Activists also demonstrated at the Ministry of Health in Copenhagen in December.

Doctors involved in the campaign told The Local in October 2017 that normalising legal pursuit over verbal communication would mean that medics could be sued every day – hence the ‘it could have been me’ sentiment of the protest.

The Danish Patient Safety Authority has also been criticised by medical profession representatives for its strict line over the issue.

Danish Medical Association (Lægeforeningen, DMA) chairperson Andreas Rudkjøbing called Wednesday’s verdict “a victory for common sense”.

“The acquittal of the junior doctor in the so-called Svendborg case is a victory for common sense and the only correct outcome of this case, which has been deeply sad,” Rudkjøbing said via a press statement.

“First and foremost for the patient and loved ones of course, but also in its principal significance for the medical professional community,” he added.

The DMA chairperson said that the consequences for medics of a guilty verdict in the case would have been significant.
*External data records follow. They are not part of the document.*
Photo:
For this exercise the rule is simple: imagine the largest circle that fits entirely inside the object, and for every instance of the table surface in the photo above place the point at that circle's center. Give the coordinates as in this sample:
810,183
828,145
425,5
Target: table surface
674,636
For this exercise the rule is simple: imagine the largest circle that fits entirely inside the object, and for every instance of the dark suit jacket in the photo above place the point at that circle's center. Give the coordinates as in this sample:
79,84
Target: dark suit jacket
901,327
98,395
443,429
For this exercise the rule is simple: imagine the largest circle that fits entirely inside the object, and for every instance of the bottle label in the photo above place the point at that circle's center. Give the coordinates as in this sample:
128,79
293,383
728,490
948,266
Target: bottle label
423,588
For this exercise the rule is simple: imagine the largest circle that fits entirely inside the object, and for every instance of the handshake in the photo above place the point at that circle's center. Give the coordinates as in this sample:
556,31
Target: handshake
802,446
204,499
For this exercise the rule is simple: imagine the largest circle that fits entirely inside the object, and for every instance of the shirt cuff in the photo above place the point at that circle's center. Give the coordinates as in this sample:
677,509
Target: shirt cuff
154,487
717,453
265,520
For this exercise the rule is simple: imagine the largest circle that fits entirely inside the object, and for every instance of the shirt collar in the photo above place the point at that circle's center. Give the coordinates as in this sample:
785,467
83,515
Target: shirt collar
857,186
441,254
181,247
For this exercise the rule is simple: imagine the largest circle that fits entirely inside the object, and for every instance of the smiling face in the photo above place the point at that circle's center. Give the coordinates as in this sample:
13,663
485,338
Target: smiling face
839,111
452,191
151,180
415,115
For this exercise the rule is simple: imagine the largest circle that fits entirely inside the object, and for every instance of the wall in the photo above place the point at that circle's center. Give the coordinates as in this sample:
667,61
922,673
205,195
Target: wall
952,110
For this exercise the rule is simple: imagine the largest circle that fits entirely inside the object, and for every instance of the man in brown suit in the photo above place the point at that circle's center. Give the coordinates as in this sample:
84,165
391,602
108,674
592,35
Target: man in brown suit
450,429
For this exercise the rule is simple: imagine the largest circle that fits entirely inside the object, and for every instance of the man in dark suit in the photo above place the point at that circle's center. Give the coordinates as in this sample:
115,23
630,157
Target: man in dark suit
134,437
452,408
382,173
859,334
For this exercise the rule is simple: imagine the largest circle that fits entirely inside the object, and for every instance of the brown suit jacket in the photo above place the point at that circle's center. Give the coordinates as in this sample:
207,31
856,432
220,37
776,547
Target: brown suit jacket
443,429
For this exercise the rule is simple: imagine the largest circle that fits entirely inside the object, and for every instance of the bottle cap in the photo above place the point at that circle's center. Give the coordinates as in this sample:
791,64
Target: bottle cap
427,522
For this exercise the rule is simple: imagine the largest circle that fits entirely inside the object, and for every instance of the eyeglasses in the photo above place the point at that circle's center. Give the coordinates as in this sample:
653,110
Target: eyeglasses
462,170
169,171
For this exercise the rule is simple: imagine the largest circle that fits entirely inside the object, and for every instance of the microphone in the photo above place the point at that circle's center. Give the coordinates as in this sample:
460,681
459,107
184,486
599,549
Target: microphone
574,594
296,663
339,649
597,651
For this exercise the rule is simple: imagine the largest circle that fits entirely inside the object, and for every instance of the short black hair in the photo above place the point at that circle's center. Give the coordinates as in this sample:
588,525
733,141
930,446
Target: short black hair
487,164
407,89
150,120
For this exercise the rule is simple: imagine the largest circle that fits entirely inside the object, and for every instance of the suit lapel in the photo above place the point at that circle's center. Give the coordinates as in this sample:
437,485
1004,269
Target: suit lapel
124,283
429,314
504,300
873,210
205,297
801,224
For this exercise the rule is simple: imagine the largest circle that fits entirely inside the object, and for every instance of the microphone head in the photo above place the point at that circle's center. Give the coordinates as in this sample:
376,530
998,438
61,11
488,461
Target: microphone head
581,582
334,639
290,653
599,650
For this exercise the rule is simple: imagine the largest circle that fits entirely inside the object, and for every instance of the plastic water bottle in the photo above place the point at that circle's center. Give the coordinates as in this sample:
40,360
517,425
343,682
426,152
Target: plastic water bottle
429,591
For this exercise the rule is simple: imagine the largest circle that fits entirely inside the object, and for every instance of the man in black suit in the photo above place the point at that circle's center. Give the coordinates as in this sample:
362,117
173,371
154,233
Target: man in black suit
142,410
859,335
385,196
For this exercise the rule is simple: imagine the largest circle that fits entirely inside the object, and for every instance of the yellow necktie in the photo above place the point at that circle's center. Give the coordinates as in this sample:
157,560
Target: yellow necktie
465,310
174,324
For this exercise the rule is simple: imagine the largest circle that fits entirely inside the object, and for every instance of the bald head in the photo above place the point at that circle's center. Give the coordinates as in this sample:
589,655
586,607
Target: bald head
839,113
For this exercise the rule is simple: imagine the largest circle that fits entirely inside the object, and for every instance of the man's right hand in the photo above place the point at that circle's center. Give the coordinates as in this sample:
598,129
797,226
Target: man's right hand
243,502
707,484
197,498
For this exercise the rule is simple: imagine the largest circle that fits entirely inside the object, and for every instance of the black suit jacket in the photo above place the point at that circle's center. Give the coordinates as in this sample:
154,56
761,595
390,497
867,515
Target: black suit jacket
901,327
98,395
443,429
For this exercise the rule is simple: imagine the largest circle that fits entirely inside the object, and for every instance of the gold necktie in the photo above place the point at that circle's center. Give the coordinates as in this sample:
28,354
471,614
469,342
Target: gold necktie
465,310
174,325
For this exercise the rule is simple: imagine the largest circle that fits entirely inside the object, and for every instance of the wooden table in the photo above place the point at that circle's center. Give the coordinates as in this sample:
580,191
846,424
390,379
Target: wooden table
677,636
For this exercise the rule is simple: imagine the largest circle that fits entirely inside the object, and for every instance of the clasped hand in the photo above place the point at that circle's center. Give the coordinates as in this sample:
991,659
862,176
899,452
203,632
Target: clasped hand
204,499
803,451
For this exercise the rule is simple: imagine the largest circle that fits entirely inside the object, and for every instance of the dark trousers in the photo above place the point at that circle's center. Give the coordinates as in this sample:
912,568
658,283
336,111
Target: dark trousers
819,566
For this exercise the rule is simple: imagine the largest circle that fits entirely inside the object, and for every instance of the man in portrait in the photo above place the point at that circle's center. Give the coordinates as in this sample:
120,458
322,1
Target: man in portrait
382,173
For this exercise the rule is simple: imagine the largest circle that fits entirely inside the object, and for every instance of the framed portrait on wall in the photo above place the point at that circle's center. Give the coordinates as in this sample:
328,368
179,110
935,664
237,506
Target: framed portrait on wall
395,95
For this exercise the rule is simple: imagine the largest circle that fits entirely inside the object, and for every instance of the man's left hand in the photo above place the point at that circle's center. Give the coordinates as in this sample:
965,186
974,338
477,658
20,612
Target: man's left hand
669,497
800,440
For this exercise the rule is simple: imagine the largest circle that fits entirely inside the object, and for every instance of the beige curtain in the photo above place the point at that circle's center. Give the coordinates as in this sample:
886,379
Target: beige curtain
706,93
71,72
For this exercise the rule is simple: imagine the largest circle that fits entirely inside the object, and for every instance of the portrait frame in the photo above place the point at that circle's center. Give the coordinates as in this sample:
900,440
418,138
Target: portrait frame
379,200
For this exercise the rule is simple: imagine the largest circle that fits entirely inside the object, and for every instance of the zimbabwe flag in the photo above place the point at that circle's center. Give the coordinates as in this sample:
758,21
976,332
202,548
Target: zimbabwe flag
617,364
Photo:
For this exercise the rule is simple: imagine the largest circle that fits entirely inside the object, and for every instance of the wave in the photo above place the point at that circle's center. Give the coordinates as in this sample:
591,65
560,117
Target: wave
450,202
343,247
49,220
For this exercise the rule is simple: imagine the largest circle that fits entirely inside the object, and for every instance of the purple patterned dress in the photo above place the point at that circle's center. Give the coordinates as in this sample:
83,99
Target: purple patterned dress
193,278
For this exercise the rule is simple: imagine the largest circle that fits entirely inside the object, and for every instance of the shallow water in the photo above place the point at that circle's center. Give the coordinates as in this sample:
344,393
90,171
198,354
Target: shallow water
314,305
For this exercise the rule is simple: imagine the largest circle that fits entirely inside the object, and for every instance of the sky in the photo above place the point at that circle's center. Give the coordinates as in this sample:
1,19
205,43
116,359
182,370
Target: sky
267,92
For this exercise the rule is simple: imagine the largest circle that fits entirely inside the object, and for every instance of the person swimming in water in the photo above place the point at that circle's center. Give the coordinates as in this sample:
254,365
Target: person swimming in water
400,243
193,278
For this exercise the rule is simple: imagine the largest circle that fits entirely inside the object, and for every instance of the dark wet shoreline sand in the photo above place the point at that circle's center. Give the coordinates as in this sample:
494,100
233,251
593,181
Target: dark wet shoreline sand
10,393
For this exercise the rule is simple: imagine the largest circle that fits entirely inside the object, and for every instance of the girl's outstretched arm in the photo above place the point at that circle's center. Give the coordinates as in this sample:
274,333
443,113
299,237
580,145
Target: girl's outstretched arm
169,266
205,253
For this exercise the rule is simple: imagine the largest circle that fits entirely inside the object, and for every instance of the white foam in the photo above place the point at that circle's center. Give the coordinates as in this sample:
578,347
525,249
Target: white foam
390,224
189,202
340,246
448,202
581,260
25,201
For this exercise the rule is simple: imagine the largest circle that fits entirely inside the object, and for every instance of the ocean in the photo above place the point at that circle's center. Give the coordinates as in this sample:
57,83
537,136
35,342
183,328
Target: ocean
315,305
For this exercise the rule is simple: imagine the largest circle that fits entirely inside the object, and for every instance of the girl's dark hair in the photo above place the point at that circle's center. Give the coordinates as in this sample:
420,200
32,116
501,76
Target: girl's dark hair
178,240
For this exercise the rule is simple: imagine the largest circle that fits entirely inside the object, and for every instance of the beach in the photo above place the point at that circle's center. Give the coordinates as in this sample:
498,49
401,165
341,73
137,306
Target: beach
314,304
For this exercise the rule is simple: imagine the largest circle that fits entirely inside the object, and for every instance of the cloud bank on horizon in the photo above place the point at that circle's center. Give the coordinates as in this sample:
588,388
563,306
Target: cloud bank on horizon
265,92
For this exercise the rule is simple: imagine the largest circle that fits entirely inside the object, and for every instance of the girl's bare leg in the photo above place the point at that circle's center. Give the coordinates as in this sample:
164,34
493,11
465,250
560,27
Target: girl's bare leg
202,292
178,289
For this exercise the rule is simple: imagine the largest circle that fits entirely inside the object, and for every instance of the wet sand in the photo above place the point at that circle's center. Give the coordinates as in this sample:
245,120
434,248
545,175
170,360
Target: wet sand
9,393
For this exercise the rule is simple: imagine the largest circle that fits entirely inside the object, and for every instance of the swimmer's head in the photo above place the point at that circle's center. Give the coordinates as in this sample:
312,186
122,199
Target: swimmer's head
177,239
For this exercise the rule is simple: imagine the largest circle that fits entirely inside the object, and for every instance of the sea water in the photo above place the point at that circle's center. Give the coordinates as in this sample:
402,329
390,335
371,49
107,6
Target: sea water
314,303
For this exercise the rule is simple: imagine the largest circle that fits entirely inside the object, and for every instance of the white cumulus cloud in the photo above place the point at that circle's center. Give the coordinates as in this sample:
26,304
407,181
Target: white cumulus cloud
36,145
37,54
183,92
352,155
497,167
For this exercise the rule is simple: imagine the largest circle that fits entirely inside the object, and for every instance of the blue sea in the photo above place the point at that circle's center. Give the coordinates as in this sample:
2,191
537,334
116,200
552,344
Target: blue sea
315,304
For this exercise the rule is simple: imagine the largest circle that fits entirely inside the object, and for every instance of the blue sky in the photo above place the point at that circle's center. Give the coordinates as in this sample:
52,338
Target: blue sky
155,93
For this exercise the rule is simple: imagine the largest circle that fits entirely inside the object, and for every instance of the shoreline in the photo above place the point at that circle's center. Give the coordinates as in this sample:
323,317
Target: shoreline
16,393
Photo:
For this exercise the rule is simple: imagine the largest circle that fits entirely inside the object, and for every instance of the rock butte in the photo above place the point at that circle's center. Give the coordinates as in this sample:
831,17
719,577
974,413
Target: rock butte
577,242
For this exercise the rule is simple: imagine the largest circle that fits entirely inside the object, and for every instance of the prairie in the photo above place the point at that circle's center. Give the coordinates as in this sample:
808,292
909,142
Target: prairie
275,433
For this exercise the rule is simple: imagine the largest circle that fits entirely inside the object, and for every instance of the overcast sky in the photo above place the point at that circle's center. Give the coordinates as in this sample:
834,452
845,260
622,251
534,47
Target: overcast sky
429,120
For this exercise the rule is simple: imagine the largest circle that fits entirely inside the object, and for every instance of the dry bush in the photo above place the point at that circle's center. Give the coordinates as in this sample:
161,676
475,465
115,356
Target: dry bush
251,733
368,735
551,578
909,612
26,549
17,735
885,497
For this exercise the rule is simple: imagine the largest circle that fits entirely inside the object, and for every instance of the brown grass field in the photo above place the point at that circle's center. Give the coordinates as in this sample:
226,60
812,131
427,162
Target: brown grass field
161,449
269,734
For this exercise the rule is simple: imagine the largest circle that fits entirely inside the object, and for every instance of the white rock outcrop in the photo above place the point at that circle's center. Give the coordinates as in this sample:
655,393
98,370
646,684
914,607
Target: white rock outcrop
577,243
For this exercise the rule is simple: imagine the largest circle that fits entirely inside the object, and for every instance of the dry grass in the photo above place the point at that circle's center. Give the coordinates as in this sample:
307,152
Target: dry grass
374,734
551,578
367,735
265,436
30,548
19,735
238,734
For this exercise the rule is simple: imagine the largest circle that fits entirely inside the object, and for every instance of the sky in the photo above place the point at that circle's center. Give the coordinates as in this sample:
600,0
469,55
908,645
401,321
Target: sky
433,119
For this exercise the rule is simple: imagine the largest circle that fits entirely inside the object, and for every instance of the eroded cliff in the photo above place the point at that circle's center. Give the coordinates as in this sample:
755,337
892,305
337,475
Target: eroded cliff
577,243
“We work in a reality in which we must take decisions – sometimes quickly and on an incomplete foundation. We have to act and depend upon each other and colleagues from other disciplines,” he said.

In the verdict, four of the seven judges at the Højesteret court voted to acquit the doctor, finding that her actions could not be defined as grossly negligent or careless, Ritzau reports.

A minority of three judges found that she had acted “against basic medical knowledge,” due in part to a failure to implement a plan for treatment of the patient's diabetes.

The supreme court’s verdict provided final “legal clarity” in the case, Rudkjøbing said.